ImageGen-CoT: Enhancing Text-to-Image In-context Learning with Chain-of-Thought Reasoning

TL;DR

This work tackles Text-to-Image In-context Learning by introducing ImageGen-CoT, a chain-of-thought reasoning prior to image generation that is automatically constructed and used to fine-tune Unified Multimodal LLMs. It combines a two-stage inference, an automated dataset-construction pipeline, and test-time Best-of-N and hybrid scaling to drastically improve T2I-ICL performance on benchmarks like CoBSAT and DreamBench++. Key findings show substantial gains from prompting, further improvements from fine-tuning with the ImageGen-CoT dataset, and additional boosts from hybrid scaling, establishing a new paradigm for multimodal reasoning and generation with practical impact on in-context learning and personalization tasks.

Abstract

In this work, we study the problem of Text-to-Image In-Context Learning (T2I-ICL).
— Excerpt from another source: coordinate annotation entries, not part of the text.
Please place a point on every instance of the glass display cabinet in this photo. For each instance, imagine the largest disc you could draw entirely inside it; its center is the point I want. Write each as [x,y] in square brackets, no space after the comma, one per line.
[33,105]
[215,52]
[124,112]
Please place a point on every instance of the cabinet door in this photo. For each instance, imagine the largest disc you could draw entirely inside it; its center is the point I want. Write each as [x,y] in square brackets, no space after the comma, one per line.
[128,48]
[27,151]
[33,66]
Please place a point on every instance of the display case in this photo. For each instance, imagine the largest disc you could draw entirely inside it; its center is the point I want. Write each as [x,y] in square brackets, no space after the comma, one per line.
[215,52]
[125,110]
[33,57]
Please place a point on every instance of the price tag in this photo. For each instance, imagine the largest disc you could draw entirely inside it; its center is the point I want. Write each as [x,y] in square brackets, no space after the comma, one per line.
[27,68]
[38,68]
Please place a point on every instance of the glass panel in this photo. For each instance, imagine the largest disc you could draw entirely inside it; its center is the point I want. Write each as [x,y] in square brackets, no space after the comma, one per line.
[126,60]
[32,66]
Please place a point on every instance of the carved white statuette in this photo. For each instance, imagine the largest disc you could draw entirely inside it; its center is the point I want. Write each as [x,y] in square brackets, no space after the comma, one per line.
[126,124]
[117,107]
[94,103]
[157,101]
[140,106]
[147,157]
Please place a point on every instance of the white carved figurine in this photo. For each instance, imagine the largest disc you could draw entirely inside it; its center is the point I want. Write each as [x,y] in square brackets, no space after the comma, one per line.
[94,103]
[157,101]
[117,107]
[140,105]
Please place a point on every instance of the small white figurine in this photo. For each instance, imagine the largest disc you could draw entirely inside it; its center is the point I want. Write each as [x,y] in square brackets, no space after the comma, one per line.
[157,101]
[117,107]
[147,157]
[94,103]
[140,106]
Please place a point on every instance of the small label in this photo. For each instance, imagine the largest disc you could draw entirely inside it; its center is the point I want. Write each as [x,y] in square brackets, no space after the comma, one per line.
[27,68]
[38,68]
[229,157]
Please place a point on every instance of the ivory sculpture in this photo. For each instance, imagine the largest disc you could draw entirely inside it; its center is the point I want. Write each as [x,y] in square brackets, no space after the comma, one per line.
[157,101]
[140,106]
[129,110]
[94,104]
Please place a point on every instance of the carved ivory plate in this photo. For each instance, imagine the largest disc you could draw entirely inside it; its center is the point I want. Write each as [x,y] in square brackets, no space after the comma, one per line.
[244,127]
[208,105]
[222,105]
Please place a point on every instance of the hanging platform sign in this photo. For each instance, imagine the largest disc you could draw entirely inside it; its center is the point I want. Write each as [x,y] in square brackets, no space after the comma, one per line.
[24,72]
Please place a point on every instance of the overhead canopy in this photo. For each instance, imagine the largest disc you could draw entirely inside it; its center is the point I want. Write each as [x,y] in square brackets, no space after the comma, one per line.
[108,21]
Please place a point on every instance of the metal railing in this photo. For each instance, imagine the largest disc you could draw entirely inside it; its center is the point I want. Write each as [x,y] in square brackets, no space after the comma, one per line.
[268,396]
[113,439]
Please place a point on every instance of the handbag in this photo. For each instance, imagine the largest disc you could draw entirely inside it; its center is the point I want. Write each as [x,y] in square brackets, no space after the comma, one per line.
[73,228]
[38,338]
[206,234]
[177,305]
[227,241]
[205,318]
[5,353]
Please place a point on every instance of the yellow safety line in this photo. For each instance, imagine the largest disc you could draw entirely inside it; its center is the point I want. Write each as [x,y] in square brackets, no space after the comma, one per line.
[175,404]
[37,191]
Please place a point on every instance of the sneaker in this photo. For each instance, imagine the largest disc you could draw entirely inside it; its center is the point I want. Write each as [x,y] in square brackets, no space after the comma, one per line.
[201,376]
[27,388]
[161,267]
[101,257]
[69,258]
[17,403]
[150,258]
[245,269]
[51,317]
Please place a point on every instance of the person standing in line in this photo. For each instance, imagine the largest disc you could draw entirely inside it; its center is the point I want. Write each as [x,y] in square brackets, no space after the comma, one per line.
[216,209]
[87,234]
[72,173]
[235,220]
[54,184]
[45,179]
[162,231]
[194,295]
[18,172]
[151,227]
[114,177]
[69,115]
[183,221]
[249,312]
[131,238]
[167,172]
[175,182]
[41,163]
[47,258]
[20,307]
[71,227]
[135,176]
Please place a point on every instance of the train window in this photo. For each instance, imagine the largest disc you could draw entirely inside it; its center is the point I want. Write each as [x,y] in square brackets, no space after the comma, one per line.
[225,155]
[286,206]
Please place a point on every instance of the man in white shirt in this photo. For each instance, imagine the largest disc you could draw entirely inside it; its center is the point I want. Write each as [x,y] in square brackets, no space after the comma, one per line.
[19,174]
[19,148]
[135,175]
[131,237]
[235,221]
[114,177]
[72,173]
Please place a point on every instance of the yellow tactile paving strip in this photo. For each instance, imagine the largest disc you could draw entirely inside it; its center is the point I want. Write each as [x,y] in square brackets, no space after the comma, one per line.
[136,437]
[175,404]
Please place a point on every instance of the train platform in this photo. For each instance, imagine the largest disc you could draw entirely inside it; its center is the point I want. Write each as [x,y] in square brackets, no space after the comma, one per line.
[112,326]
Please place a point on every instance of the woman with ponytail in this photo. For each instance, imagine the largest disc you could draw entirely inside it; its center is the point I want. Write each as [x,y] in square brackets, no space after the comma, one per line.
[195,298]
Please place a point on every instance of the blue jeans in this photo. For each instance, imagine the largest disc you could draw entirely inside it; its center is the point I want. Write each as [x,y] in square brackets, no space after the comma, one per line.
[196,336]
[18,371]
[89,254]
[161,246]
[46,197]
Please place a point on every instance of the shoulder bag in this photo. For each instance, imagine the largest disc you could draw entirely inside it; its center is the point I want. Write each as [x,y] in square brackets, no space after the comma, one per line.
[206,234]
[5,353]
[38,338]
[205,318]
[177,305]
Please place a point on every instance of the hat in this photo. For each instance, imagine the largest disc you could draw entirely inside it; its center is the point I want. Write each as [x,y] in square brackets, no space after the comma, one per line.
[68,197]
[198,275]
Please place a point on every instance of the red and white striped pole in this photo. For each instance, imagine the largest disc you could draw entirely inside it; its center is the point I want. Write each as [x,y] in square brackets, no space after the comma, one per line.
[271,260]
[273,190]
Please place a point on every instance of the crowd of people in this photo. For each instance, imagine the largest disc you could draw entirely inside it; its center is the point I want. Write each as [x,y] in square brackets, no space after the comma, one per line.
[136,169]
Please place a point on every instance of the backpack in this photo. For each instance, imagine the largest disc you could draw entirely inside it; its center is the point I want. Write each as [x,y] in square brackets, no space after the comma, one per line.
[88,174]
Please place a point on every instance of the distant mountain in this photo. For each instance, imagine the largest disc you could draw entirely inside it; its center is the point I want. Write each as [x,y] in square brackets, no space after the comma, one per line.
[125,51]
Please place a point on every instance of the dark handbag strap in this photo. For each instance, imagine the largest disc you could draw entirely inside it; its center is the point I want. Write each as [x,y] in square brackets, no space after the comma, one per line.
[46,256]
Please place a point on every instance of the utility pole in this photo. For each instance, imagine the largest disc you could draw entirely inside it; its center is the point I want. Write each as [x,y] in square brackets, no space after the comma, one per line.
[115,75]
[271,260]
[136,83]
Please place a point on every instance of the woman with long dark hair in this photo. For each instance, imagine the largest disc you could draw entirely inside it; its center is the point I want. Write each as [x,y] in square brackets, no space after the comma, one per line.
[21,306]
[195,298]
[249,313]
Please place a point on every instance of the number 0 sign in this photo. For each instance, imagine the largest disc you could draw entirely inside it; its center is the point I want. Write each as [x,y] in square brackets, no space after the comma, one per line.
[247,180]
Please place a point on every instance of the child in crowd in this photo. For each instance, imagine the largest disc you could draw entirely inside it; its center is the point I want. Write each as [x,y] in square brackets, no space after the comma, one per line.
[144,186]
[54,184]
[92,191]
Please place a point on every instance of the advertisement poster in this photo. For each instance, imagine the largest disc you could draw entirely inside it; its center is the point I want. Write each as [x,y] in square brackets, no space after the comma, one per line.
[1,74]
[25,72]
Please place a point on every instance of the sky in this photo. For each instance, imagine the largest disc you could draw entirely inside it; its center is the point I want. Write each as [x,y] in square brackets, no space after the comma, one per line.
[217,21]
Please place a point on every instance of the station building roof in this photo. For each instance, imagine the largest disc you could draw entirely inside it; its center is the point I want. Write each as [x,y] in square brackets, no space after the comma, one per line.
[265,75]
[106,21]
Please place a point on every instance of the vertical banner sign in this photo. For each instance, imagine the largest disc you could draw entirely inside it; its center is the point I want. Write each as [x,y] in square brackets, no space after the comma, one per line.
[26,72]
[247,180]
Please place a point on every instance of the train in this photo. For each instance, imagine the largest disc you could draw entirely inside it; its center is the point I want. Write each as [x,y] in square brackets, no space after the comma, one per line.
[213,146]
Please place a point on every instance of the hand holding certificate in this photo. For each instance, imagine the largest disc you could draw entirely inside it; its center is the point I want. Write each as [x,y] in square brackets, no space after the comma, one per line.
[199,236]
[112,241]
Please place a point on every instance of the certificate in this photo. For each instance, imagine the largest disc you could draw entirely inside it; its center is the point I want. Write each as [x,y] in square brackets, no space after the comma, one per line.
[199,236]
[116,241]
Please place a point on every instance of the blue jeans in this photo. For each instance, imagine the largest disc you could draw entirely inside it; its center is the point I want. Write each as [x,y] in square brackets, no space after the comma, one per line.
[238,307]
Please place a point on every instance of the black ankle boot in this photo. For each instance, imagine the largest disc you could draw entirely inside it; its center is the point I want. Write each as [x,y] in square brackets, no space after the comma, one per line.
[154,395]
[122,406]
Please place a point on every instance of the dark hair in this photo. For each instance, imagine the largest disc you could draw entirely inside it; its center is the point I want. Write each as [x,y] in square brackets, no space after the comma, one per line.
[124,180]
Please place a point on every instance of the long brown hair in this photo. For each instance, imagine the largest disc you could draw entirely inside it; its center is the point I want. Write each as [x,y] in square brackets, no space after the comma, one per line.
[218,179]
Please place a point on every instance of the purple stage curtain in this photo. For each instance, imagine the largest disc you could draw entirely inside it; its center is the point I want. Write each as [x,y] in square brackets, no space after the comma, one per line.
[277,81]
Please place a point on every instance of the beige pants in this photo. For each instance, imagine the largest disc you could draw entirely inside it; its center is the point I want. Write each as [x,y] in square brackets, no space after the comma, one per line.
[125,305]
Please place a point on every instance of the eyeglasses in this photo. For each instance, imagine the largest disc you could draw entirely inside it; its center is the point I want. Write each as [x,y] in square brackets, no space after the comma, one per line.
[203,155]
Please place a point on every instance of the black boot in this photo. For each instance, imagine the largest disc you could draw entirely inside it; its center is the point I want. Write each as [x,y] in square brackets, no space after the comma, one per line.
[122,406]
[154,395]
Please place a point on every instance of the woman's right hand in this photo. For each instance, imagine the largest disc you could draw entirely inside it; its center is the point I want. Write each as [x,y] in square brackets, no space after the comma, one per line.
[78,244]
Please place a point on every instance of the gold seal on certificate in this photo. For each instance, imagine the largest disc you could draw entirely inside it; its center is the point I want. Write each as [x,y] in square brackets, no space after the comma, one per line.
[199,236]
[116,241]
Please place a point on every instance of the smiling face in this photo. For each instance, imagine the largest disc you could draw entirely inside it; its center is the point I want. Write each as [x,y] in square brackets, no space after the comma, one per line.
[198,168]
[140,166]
While Unified Multimodal LLMs (MLLMs) have advanced rapidly in recent years, they struggle with contextual reasoning in T2I-ICL scenarios. To address this limitation, we propose a novel framework that incorporates a thought process called ImageGen-CoT prior to image generation. To avoid generating unstructured ineffective reasoning steps, we develop an automatic pipeline to curate a high-quality ImageGen-CoT dataset. We then fine-tune MLLMs using this dataset to enhance their contextual reasoning capabilities. To further enhance performance, we explore test-time scale-up strategies and propose a novel hybrid scaling approach. This approach first generates multiple ImageGen-CoT chains and then produces multiple images for each chain via sampling. Extensive experiments demonstrate the effectiveness of our proposed method. Notably, fine-tuning with the ImageGen-CoT dataset leads to a substantial 80\% performance gain for SEED-X on T2I-ICL tasks. See our project page at https://ImageGen-CoT.github.io/. Code and model weights will be open-sourced.

Paper Structure

This paper contains 24 sections, 9 equations, 4 figures, 6 tables.

Figures (4)

  • Figure 1: Performance comparison on CoBSAT and DreamBench++ benchmarks. Our method significantly improves SEED-X's performance through progressive enhancements: adding ImageGen-CoT, fine-tuning with the ImageGen-CoT dataset, and applying test-time scaling strategies.
  • Figure 2: Main Pipeline. (a) Data Collection Pipeline: An automated iterative process where the MLLM acts as Generator, Selector, Critic, and Refiner to produce high-quality ImageGen-CoT (reasoning chains) and aligned images. (b) Training Pipeline: Fine-tuning unified MLLMs on the collected ImageGen-CoT dataset to enhance contextual reasoning and image generation. (c) Test-Time Scaling: Strategies for performance improvement via hybrid scaling during inference.
  • Figure 3: Test-time scaling strategies comparison. We conducted a comprehensive evaluation of three distinct scaling strategies: Multi-Chain Scaling, Single-Chain Scaling, and Hybrid Scaling, examining their performance across varying numbers of generated outputs (N=2,4,8,16). The experimental results are presented in two figures, with the left figure showing results on CoBSAT and the right figure displaying results on Dreambench++. The red numbers indicate the performance improvements achieved by Hybrid Scaling compared to Single-Chain Scaling.
  • Figure 4: Qualitative Results. Comparison of generation results on COBSAT (top) and Dreambench+ (bottom) using baseline SEED-X, SEED-X with ImageGen-CoT prompting, and SEED-X fine-tuned with ImageGen-CoT dataset.